父のキャッチャーミット 5
五 初めての集団生活
高校生になっていた私は静岡県のS市の学校へそのまま転校した。
学校の成績はまあまあだったが、兄弟では私にいちばん近い(といっても6つも年上だった)下の姉がいちばんよかった。中学校でも、高校でも1,2を争う秀才だった。
しかし我が家にはお金がなかったので担任の熱心な訪問と説得にも関わらず、姉はS市にあった国立大への進学をあきらめて、同じ市内のITの会社に就職した。
金がないのはどうしようもなかった。閉山によって家族みんなが静岡に転居しても下の姉だけは一人札幌に残った。
私はろくに勉強もしなかった。だから安易に高校の推薦に頼って大学に進学した。家族で苦労というものを知らないのは私だけだった。我が家ではじめて大学に進学した人間だったにも関わらず、当人は何の自覚もなく漫然と大学生活を送ってしまった。
大学にかかる費用はすべて親に出してもらえた。
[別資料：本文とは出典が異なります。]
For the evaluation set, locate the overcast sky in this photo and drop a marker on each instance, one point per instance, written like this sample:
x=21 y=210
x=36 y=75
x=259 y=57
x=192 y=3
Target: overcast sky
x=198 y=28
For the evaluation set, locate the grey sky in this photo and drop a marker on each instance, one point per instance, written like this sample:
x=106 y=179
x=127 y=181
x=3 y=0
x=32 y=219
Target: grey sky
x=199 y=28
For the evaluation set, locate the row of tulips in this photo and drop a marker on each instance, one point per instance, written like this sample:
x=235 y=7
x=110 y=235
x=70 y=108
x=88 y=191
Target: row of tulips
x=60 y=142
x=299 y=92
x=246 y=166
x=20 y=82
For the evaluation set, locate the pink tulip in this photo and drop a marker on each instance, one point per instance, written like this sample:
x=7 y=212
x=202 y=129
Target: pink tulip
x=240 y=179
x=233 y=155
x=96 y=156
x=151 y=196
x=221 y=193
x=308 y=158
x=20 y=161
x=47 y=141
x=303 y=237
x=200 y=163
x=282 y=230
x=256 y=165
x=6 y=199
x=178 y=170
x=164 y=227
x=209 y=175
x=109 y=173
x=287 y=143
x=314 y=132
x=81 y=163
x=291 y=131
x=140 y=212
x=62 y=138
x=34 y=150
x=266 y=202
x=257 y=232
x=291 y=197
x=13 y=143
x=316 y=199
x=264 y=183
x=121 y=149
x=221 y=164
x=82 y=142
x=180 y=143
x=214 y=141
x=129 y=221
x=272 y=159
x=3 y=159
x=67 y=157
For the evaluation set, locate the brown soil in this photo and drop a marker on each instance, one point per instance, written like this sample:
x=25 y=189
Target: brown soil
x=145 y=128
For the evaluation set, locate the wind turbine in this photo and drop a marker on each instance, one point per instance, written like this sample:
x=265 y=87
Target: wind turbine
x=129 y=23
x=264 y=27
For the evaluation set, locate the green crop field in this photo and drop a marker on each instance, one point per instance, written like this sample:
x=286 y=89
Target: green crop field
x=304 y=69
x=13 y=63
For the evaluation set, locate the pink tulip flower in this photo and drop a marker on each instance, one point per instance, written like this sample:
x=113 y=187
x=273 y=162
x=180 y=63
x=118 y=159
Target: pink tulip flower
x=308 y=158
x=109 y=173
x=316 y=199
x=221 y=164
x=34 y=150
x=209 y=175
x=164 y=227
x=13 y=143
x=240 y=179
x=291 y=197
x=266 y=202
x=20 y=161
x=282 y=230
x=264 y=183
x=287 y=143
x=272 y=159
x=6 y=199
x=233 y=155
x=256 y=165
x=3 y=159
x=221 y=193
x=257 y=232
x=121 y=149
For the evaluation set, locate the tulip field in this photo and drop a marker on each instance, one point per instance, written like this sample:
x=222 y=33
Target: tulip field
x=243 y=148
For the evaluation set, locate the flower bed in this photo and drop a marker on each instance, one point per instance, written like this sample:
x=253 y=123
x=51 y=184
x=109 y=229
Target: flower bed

だからせめて交通費や生活費、家賃などの負担を軽減しようと奨学生や家賃と食費の安い学生寮に自ら応募した。運よく両方とも得ることができた。
だが学生寮に入ることは私にとって一大決心が必要だった。
小学校1年生の時から通信簿の家庭欄に、いつも「とてもおだやかでやさしい性格です。しかしもっとはきはき自分の意見を言えるようにしましょう」などと書かれていたからだ。
小学校6年間ずっと変わらず書かれ続けたので覚えてしまった(中学、高校では別のことが書かれていたはずだが覚えていない)。人見知りで自己主張のできない自分が未知の人類がうごめく大学の寮に入って生きていけるのか、緊張と不安でいっぱいだった。